Pour cela, il aurait fallu reconstituer la Nouvelle Union populaire écologique et sociale (Nupes) qui a implosé au début de la guerre entre Israël et le Hamas. En attendant une prise de parole de Jean-Luc Mélenchon annoncée pour 19 heures, le coordinateur national de LFI, Manuel Bompard, tentait mardi soir de ressusciter cette alliance constituée entre son mouvement, les socialistes, les communistes et les écologistes pour les législatives de 2022. Dans une lettre adressée à ses «camarade[s]» représentants «d’EE-LV, du PS, du PCF et de Génération·s», le bras droit de Jean-Luc Mélenchon leur propose une «réunion d’urgence» à tenir «dans les prochaines heures pour analyser la situation et discuter les moyens de faire avancer l’alternative à la coalition des droites sur les positions de l’extrême droite». «Cette situation ne peut rester sans une réaction à la hauteur de l’importance du moment», insiste Bompard. Manière pour les insoumis, isolés à gauche depuis le 7 octobre, de tenter de reprendre la main sur la question de l’union à gauche.
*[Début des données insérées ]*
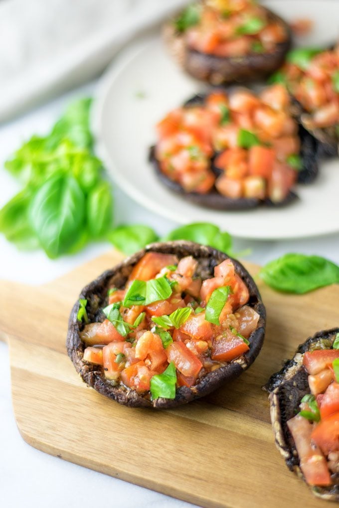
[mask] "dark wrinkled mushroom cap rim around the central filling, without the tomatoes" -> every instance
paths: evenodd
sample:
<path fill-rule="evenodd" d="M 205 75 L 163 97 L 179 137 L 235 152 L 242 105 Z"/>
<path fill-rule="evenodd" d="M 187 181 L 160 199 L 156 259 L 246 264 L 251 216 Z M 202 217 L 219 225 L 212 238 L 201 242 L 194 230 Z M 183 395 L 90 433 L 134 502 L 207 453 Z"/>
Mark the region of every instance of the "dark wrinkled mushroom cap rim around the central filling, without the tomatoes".
<path fill-rule="evenodd" d="M 163 243 L 152 243 L 140 250 L 133 256 L 125 259 L 114 268 L 105 271 L 96 280 L 90 282 L 81 291 L 79 298 L 87 300 L 86 310 L 90 322 L 103 321 L 106 317 L 100 310 L 107 304 L 107 289 L 114 285 L 118 289 L 125 287 L 127 279 L 136 263 L 146 252 L 162 252 L 175 254 L 178 259 L 185 256 L 193 256 L 198 261 L 197 273 L 202 279 L 213 276 L 214 267 L 229 257 L 220 250 L 212 247 L 199 245 L 194 242 L 174 241 Z M 70 319 L 67 335 L 67 352 L 77 372 L 84 382 L 93 387 L 102 395 L 106 395 L 120 404 L 130 407 L 153 407 L 166 408 L 178 406 L 191 400 L 203 397 L 213 390 L 219 388 L 227 380 L 233 379 L 250 367 L 258 356 L 265 335 L 266 311 L 262 303 L 258 288 L 248 271 L 236 260 L 232 259 L 236 273 L 241 277 L 250 293 L 248 305 L 259 314 L 259 321 L 256 330 L 249 337 L 250 350 L 239 358 L 226 365 L 209 372 L 198 380 L 191 388 L 180 387 L 176 389 L 175 399 L 158 398 L 150 400 L 149 392 L 146 395 L 138 395 L 135 390 L 122 385 L 114 386 L 105 378 L 104 370 L 98 365 L 83 360 L 84 344 L 80 338 L 80 332 L 84 324 L 77 319 L 79 310 L 78 301 L 75 303 Z"/>

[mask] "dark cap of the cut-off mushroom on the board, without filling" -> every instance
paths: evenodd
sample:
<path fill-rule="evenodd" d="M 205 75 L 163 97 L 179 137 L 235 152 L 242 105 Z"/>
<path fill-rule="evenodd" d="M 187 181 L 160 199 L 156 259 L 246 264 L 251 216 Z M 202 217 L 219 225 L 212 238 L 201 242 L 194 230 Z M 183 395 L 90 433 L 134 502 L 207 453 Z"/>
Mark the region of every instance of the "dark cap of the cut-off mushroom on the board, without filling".
<path fill-rule="evenodd" d="M 305 482 L 300 469 L 298 453 L 288 429 L 287 421 L 295 416 L 302 397 L 310 393 L 308 374 L 302 365 L 303 353 L 319 349 L 330 349 L 339 328 L 316 333 L 299 345 L 292 360 L 273 374 L 263 389 L 269 392 L 270 414 L 276 447 L 282 454 L 287 467 Z M 339 501 L 339 474 L 332 474 L 334 484 L 330 487 L 310 486 L 312 492 L 322 499 Z"/>

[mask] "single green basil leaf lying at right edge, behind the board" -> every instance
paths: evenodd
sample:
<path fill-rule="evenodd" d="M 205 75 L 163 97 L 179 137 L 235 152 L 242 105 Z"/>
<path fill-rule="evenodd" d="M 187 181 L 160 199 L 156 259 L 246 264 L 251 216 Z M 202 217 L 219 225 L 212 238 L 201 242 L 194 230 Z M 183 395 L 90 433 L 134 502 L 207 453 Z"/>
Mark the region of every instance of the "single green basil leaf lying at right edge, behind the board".
<path fill-rule="evenodd" d="M 339 267 L 320 256 L 289 253 L 267 263 L 259 276 L 275 290 L 304 294 L 339 283 Z"/>

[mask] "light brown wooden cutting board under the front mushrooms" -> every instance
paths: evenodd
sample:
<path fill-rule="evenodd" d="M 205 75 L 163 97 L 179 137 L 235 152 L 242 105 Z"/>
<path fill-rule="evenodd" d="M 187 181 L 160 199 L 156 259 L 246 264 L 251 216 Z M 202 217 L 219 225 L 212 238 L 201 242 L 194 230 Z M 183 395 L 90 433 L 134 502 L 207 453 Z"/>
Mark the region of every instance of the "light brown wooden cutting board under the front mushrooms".
<path fill-rule="evenodd" d="M 300 342 L 338 326 L 339 286 L 287 296 L 259 280 L 267 334 L 254 365 L 186 406 L 132 409 L 86 387 L 65 347 L 81 288 L 120 259 L 109 252 L 40 287 L 0 282 L 0 336 L 9 342 L 14 412 L 25 441 L 208 508 L 323 506 L 275 449 L 261 386 Z M 259 267 L 245 265 L 255 276 Z"/>

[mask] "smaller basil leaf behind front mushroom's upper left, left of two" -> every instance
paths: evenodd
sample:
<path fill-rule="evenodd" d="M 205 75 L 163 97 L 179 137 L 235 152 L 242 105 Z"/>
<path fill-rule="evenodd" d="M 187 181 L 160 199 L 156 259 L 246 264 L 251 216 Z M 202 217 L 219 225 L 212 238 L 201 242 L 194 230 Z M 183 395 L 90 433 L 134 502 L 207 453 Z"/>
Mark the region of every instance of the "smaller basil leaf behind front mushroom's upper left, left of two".
<path fill-rule="evenodd" d="M 158 235 L 148 226 L 119 226 L 107 234 L 108 240 L 124 254 L 133 254 L 148 243 L 156 242 Z"/>

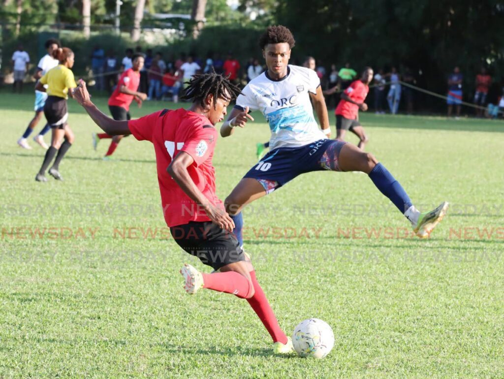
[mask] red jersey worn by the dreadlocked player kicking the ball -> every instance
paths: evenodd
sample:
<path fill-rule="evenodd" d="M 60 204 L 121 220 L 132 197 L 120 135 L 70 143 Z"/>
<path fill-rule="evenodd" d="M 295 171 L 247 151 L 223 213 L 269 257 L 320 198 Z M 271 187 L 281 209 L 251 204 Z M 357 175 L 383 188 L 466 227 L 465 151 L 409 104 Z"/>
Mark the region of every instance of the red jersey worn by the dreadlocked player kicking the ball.
<path fill-rule="evenodd" d="M 137 140 L 147 140 L 154 145 L 161 204 L 169 227 L 190 221 L 210 221 L 203 208 L 166 172 L 180 151 L 194 159 L 187 171 L 198 189 L 213 205 L 224 209 L 224 204 L 215 195 L 215 169 L 212 165 L 217 130 L 208 118 L 183 108 L 165 109 L 130 120 L 128 127 Z"/>

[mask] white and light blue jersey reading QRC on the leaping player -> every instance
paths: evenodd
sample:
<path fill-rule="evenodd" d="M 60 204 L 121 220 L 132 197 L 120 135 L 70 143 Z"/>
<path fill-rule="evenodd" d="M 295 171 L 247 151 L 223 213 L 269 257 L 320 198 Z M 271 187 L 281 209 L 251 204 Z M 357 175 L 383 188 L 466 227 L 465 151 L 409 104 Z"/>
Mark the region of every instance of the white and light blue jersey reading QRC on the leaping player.
<path fill-rule="evenodd" d="M 317 93 L 320 79 L 313 70 L 287 67 L 287 75 L 272 80 L 267 72 L 251 80 L 236 99 L 237 108 L 260 110 L 270 124 L 270 150 L 299 147 L 327 138 L 313 117 L 308 93 Z"/>

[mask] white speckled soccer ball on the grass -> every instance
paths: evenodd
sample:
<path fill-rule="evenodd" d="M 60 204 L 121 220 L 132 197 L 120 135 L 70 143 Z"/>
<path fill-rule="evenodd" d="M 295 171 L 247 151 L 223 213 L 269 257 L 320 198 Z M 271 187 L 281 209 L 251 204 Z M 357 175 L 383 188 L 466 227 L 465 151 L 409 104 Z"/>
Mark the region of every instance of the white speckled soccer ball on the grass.
<path fill-rule="evenodd" d="M 334 346 L 333 330 L 322 320 L 304 320 L 294 329 L 292 344 L 301 357 L 324 358 Z"/>

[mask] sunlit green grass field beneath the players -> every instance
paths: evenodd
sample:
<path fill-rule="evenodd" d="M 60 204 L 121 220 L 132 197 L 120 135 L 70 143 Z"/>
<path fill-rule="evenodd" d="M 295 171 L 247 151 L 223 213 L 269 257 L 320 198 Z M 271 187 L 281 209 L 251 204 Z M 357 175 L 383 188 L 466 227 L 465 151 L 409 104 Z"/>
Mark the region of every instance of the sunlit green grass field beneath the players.
<path fill-rule="evenodd" d="M 273 356 L 245 301 L 185 294 L 184 262 L 210 270 L 167 238 L 149 143 L 127 138 L 102 161 L 108 142 L 92 149 L 98 128 L 71 100 L 65 181 L 35 182 L 44 151 L 16 144 L 32 107 L 31 93 L 0 94 L 1 378 L 503 377 L 503 122 L 361 115 L 367 150 L 417 207 L 452 203 L 428 240 L 362 174 L 306 174 L 246 208 L 282 328 L 316 317 L 334 330 L 331 354 L 309 360 Z M 222 199 L 268 139 L 255 117 L 218 141 Z"/>

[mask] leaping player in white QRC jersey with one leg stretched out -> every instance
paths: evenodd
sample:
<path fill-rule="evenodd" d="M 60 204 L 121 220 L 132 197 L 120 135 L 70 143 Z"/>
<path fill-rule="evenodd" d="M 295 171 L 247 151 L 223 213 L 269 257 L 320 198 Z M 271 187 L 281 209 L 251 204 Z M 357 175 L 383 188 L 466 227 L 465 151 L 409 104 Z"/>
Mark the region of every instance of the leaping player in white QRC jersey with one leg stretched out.
<path fill-rule="evenodd" d="M 246 204 L 272 193 L 299 174 L 362 171 L 411 222 L 416 235 L 428 237 L 445 215 L 448 203 L 420 213 L 401 184 L 372 154 L 344 141 L 326 138 L 329 117 L 320 79 L 312 70 L 289 65 L 294 43 L 292 33 L 284 26 L 270 26 L 260 37 L 268 70 L 243 88 L 220 130 L 222 137 L 228 137 L 234 128 L 245 127 L 254 120 L 249 110 L 260 110 L 271 130 L 270 152 L 245 174 L 225 200 L 235 226 L 243 224 L 240 211 Z M 310 97 L 322 130 L 313 117 Z M 235 234 L 241 236 L 241 231 L 235 230 Z"/>

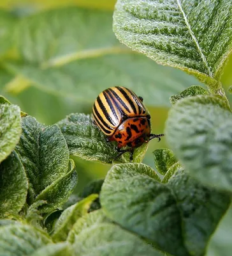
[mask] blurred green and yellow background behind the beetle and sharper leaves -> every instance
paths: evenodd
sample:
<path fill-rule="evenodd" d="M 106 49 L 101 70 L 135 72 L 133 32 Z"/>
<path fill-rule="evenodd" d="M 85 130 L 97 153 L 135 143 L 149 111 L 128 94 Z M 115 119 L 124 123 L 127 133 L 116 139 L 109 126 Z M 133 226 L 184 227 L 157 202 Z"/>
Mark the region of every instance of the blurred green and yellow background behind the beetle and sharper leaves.
<path fill-rule="evenodd" d="M 120 84 L 143 97 L 153 132 L 163 132 L 169 97 L 200 83 L 120 44 L 112 31 L 114 4 L 114 0 L 1 0 L 0 93 L 49 125 L 70 113 L 91 113 L 98 93 Z M 231 68 L 232 56 L 222 76 L 226 91 L 232 84 Z M 165 139 L 151 141 L 143 163 L 154 168 L 152 151 L 163 147 Z M 110 168 L 77 158 L 75 162 L 76 193 L 91 180 L 105 177 Z M 232 209 L 214 234 L 208 255 L 231 255 L 231 223 Z"/>

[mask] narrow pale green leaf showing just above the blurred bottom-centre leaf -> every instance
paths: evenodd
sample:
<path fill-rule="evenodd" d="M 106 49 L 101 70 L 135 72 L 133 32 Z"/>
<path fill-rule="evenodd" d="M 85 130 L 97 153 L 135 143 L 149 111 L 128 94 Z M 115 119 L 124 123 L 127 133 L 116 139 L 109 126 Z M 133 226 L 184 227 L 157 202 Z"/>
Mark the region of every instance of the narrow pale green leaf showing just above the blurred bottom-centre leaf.
<path fill-rule="evenodd" d="M 76 223 L 73 225 L 73 228 L 68 234 L 67 241 L 69 243 L 75 243 L 76 237 L 86 230 L 91 230 L 93 227 L 97 227 L 101 223 L 111 223 L 103 211 L 97 210 L 90 212 L 89 214 L 83 215 L 81 218 L 78 218 Z"/>

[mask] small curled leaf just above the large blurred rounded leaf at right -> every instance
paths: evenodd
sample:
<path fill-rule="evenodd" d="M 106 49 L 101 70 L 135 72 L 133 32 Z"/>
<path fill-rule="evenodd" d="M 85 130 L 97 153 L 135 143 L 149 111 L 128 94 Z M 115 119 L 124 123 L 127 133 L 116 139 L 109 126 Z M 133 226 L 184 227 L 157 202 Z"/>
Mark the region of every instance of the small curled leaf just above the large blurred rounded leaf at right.
<path fill-rule="evenodd" d="M 205 90 L 203 87 L 198 85 L 192 85 L 186 90 L 184 90 L 181 93 L 178 93 L 177 95 L 173 95 L 170 97 L 171 104 L 175 104 L 178 102 L 178 100 L 184 99 L 186 97 L 196 96 L 196 95 L 208 95 L 207 90 Z"/>

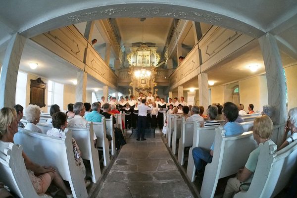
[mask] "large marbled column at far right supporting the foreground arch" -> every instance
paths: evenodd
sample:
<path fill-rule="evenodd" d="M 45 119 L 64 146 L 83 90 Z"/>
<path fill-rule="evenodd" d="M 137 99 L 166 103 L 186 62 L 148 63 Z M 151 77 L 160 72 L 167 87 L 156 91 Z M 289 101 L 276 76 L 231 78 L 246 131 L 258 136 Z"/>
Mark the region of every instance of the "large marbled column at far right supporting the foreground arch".
<path fill-rule="evenodd" d="M 276 43 L 276 39 L 271 34 L 263 35 L 259 38 L 259 44 L 265 64 L 268 103 L 274 107 L 274 124 L 286 122 L 286 87 L 283 74 L 283 64 L 281 55 Z"/>

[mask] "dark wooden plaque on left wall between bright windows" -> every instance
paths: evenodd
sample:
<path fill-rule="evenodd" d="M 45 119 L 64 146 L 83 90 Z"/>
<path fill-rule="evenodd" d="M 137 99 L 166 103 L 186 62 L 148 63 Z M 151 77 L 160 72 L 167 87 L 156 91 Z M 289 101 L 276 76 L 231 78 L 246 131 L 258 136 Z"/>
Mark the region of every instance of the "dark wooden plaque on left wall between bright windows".
<path fill-rule="evenodd" d="M 46 106 L 45 93 L 47 84 L 44 83 L 41 78 L 30 81 L 30 104 L 36 104 L 39 107 Z"/>

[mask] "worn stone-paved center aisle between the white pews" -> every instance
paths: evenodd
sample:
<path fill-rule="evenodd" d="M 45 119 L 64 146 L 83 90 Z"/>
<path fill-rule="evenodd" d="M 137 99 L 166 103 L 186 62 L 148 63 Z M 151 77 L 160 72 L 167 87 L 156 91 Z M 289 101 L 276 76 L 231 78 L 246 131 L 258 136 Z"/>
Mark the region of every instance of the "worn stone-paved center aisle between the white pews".
<path fill-rule="evenodd" d="M 96 198 L 193 198 L 160 136 L 127 138 Z"/>

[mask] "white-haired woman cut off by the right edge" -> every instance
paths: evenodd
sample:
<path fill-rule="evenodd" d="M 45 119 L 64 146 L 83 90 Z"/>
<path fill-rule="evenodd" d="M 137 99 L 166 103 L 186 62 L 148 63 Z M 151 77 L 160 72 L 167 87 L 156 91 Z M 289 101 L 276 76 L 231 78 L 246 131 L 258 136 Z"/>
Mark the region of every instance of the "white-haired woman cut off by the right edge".
<path fill-rule="evenodd" d="M 297 107 L 291 108 L 289 110 L 289 117 L 287 120 L 287 124 L 285 126 L 285 133 L 283 136 L 282 145 L 277 148 L 277 150 L 281 150 L 285 147 L 287 147 L 289 144 L 293 143 L 297 139 Z M 291 131 L 291 136 L 288 137 L 288 133 Z"/>

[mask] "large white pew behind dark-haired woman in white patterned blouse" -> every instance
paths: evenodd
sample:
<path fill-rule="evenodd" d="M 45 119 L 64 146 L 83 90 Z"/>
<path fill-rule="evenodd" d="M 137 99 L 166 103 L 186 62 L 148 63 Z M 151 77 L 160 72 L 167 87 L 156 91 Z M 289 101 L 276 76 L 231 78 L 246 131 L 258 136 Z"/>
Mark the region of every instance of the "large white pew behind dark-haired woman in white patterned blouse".
<path fill-rule="evenodd" d="M 55 167 L 69 182 L 74 197 L 88 196 L 82 171 L 75 165 L 71 131 L 66 133 L 65 138 L 58 138 L 18 128 L 14 142 L 22 145 L 24 152 L 35 163 Z"/>

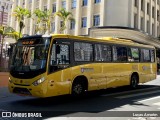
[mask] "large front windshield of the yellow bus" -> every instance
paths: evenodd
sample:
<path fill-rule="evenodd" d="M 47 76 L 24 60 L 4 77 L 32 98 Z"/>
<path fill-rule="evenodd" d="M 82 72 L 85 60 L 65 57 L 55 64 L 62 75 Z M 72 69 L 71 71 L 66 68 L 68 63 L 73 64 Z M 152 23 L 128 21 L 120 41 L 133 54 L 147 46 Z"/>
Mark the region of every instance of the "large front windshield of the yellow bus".
<path fill-rule="evenodd" d="M 20 39 L 11 63 L 11 73 L 26 74 L 46 70 L 50 38 Z"/>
Chez eux, certains n’attendent pas pour redessiner le paysage politique : «Maintenant, la ligne est tracée entre eux et nous : LFI et quelques éléments de la Nupes contre tous les autres», analyse un collaborateur parlementaire. Selon lui, «il reste un recours, c’est Jean-Luc Mélenchon. Ce sera lui ou Marine Le Pen», et «au reste de la gauche de prendre ses responsabilités».